Sam rushed to Danny's aid when he threatened to topple over. She started speaking to the boy in a soft tone and Dash couldn't hear what she was saying to him. He moved back to his sleeping bag and lowered himself on it again, wincing slightly from the painful spots on his body. For such a wimp Fenton had a pretty strong punch.
He looked at the three friends, standing closely together, the black boy and the girl seemingly trying to talk some sense into Danny, whose head was hanging. At one moment he looked up though and snarled at Dash, but the girl grabbed him and turned him around, an angry look on her face. Dash watched in fascination as she gave him a dressing down his mother would have been proud of. He felt distinctly grateful he wasn't the target of her wrath.
Finally they returned to the small circle of candles, Tucker once again taking place on his own sleeping bag behind his laptop, the goth and the freak dropping down on hers. To Dash's satisfaction, he saw a large bruise forming on the left side of his face, until he remembered the boy had hit him pretty hard too and it could well be that he looked about the same. He would have some explaining to do to his friends tomorrow, he thought, it wouldn't do to admit that Fentina had managed to land his fists on him that way.

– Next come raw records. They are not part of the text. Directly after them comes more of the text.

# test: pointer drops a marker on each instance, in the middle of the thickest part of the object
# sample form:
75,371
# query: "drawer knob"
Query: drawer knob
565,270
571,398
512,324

He glanced sidewards at his friend and teammate and found him looking back at him, his face carefully expressionless, his eyes uncertain. Kwan was a follower, not a leader and Dash knew that he would go with whatever Dash told him had happened.
"So," Kwan said, "When do you think we can get out of here?"
Dash glanced a the windows, where the rain still washed down, a gust of wind causing it to clatter every now and then. The lightning seemed to lessen somewhat though, the thunder that followed it farther away.
"Dunno," Dash answered as he turned to see the three original occupants of the house look at him uncomfortably, the techno geek nervously clicking the mouse of his computer, the love birds sitting closely together. There was a definite rift in the room, the little group of five split in two, the boundary set by the candles in the middle that had started leaking on the floor.
"Maybe we should try to get some sleep," the goth said, "I'm kinda tired."
Her loser friend shrugged, obviously still out of sorts from his outburst earlier, but he allowed her to lean on him, causing a knowing smile on the techno geek's face. Dash wondered for a moment what was going on with the three of them, then caught himself. That couldn't possibly interest him.
"No way I'm gonna sleep," Kwan said, shifting somewhat from the place he was sitting and wrapping his arms around his knees, "This place gives me the creeps. As soon as the storm lets up we're outta here, right Dash?"
"Sure we are," Dash smirked, grinning at Fenturd sitting across from him, "We all are, aren't we, Fentina?"
The boy didn't answer and scowled at him instead. Dash felt himself relax somewhat. The house was creepy, yes, but nothing serious had happened and he was going to win the bet. He eased himself down on the sleeping bag, making himself comfortable and staring into the tiny flames of the candles. He blinked a couple of times, suddenly feeling very tired and he closed his eyes for a moment.
"No way I'm gonna sleep," Kwan muttered beside him.